Réunion du jeudi 16 février 2023 à 15h30
Commission d'enquête relative aux ingérences politiques, économiques et financières de puissances étrangères-États, organisations, entreprises, groupes d'intérêts, personnes privées-visant à influencer ou corrompre des relais d'opinion, des

Gabriel Ferriol, chef du service de vigilance et de protection contre les ingérences numériques étrangères :

Je précise que la demande de la journaliste, qui avait déjà travaillé sur Wagner, concernait l'influence russe. Nous lui avons communiqué les éléments relatifs à ce phénomène car nous avions, comme l'a dit le secrétaire général, des motifs de soupçonner l'implication de la galaxie Prigojine.

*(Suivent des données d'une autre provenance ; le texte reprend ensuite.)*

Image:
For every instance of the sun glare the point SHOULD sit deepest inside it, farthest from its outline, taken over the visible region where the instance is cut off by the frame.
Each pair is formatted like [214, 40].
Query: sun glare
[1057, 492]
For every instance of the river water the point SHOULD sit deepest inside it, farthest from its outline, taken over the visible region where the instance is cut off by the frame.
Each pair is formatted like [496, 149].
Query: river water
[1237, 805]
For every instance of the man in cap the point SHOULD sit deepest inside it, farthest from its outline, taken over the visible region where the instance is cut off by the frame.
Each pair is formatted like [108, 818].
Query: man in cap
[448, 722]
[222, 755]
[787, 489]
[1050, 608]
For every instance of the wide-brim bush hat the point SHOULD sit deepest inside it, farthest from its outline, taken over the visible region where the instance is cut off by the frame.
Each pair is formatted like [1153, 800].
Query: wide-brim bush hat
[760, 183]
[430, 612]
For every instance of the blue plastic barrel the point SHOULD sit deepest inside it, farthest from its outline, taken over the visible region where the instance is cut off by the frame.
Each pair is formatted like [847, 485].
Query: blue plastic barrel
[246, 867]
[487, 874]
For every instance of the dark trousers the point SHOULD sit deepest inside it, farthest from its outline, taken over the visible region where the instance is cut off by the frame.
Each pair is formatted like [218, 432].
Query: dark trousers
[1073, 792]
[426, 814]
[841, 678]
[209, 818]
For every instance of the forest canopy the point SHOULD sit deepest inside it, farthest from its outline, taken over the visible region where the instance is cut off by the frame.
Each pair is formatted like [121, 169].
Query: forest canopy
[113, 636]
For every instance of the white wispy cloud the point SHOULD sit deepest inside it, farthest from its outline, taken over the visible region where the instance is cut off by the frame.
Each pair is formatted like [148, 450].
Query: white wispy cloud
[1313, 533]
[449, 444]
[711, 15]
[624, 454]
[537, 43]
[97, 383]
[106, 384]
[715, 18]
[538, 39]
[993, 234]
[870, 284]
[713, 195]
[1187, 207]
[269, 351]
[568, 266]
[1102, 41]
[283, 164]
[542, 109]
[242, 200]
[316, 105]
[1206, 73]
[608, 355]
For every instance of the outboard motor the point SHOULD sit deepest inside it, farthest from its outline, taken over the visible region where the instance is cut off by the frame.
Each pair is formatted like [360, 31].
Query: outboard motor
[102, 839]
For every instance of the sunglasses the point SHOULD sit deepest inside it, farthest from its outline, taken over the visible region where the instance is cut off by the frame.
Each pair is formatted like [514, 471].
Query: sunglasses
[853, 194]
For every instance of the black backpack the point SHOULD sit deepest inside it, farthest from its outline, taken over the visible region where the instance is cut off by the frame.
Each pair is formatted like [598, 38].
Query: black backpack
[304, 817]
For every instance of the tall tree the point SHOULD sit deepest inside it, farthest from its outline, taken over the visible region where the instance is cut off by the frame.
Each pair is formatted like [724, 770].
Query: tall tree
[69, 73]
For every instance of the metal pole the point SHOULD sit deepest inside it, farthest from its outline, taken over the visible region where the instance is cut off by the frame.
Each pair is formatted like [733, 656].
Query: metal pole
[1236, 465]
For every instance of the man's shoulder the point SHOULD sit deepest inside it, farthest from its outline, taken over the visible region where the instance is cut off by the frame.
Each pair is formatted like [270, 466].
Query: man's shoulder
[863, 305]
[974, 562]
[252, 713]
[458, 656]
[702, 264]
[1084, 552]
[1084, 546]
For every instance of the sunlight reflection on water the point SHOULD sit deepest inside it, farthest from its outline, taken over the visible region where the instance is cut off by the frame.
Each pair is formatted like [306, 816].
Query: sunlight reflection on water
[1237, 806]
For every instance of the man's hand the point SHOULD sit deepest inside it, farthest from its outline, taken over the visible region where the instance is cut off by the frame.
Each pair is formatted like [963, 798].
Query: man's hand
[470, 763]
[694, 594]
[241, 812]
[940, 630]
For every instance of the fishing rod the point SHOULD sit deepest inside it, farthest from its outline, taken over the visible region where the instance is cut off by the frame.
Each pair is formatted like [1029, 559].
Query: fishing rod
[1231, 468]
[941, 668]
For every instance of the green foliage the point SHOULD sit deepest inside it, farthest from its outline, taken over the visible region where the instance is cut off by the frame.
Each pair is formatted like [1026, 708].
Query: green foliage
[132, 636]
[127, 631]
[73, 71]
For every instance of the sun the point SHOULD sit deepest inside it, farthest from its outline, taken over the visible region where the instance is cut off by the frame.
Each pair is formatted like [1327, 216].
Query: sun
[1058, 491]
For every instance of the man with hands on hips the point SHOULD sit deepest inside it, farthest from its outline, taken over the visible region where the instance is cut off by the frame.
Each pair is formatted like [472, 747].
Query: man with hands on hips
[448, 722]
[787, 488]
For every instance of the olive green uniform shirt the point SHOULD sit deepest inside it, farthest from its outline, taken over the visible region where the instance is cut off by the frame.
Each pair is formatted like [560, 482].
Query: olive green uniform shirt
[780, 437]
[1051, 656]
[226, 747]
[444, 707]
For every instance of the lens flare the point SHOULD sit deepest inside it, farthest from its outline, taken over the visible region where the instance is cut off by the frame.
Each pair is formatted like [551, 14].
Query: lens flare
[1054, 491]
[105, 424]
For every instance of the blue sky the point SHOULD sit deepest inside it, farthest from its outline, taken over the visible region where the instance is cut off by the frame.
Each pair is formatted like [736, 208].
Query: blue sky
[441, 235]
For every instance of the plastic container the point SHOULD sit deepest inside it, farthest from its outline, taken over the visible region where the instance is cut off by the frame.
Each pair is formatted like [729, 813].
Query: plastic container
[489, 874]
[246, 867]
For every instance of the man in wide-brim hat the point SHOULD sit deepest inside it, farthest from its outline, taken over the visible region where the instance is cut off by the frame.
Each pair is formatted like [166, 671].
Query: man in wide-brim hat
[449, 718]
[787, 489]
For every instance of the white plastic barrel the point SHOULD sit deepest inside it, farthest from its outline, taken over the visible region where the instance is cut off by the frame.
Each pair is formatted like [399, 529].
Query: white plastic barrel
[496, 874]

Nous ne lui avons pas parlé des autres phénomènes, notamment de ceux émanant de l'extrême droite américaine, car ce n'était pas le sujet de son reportage.

S'agissant du lien avec les plateformes, l'année 2022 a été pour nous une année de test, une année où nous nous sommes demandé comment répondre à ces phénomènes.

Dans le cas du phénomène Beth, nous avons d'abord voulu faire preuve de transparence : la médiatisation de cette histoire permet de démontrer aux gens que ces manipulations existent.

Nous avons aussi contacté les différentes plateformes impliquées pour leur signaler le phénomène. Nous leur avons décrit ce que nous avions observé, en leur fournissant des critères techniques pour qu'elles puissent conduire leurs propres investigations de façon indépendante et décider d'éventuelles actions de modération. La difficulté que nous avons rencontrée, c'est que, parmi nos critères, figurent le « contenu manifestement inexact ou trompeur » et la « diffusion artificielle ou automatisée, massive et délibérée ». Or les plateformes ont, elles, une lecture très anglo-saxonne : à leurs yeux, le fait qu'un contenu soit manifestement inexact ou trompeur n'est pas une raison suffisante pour le faire disparaître. Elles sont beaucoup plus intéressées par les manœuvres inauthentiques ou coordonnées. En l'occurrence, elles sont tombées d'accord avec nous pour considérer que l'activité en cause était inauthentique ; mais elles ont estimé que nous n'apportions pas suffisamment de preuves d'une coordination des différentes « fermes à trolls » impliquées. Tous ces groupes disaient à peu près la même chose ; mais, parce que nous n'utilisons que des sources ouvertes, nous ne pouvions pas démontrer qu'ils étaient coordonnés, qu'ils avaient un même plan d'action, qu'ils obéissaient à un même commanditaire. Les plateformes ont considéré que les éléments que nous leur apportions ne justifiaient pas une mesure de modération.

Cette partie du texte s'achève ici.